FETÖ'nün darbe girişiminde sakalı nedeniyle DEAŞ'çı gibi lanse edilen oyuncu Türkoğlu, "Yaralı askere yardım ederken, asker kafası kesen DEAŞ’çı olarak gösterilmiştik. Bu beni çok çok üzmüştü." dedi.
TRT'de yayımlanan Payitaht-Abdülhamid dizisinde rol alan Türkoğlu, FETÖ'nün darbe girişimine karşı koyanların safında aktif rol aldı. Darbe girişimi haberini alır almaz, önce Üsküdar'daki Çevik Kuvvet'in önünde, sonra Çengelköy, ardından da 15 Temmuz Şehitler Köprüsü'ne giderek darbecilere direnen Ali Nuri Türkoğlu, burada yaşananlara bire bir tanık oldu.

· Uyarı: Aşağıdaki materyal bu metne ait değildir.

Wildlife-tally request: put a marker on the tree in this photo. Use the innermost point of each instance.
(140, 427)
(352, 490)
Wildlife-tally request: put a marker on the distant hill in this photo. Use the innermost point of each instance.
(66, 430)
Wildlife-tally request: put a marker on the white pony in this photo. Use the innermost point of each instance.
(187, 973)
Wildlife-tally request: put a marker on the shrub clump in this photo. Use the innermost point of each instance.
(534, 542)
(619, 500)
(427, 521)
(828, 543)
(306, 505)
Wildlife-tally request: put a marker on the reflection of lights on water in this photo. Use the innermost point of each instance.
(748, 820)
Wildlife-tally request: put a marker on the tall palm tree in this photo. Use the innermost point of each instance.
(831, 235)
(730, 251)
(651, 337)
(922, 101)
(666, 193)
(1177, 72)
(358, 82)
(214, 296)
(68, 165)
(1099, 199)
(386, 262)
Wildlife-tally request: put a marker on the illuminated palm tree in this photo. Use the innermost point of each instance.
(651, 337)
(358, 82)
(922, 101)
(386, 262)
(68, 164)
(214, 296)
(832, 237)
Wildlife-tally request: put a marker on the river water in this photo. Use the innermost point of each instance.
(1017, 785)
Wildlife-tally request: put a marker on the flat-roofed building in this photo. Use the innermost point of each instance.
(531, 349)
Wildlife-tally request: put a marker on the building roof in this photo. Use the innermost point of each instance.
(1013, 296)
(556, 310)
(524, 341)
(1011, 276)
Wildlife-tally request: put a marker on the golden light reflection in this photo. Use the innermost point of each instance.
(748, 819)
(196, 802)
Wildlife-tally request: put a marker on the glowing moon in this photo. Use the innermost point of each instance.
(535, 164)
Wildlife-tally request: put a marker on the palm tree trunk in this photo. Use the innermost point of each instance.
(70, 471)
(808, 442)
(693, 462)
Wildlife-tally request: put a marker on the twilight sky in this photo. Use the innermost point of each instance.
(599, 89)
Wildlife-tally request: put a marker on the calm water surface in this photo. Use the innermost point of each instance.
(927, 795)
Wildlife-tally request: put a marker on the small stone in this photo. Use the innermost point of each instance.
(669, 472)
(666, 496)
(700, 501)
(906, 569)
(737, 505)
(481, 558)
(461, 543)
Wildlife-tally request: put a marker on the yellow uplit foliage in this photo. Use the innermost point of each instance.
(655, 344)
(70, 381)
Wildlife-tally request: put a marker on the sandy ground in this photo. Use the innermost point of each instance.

Yanındaki sakallı iki kişiyle yaralı askeri kurtarıp hastaneye yetiştirmek için çaba gösterirken fotoğraflanıp "DEAŞ'çılar asker kafası kesti" denilerek, önce sosyal medyada ardından da bazı gazete ve TV'lerde terörist olarak gösterilen sanatçı Türkoğlu, yaşanan hadisenin üzerinden bir yıllık süre geçmesine rağmen bu algıdan kurtulamadı.
Darbeciler etkisiz hale getirildiğinde kendilerinin tankların üzerine çıkıp fotoğraf çektirdiğini aktaran Türkoğlu, asıl sürprizle olaylar bittikten sonra karşılaştıklarını dile getirdi.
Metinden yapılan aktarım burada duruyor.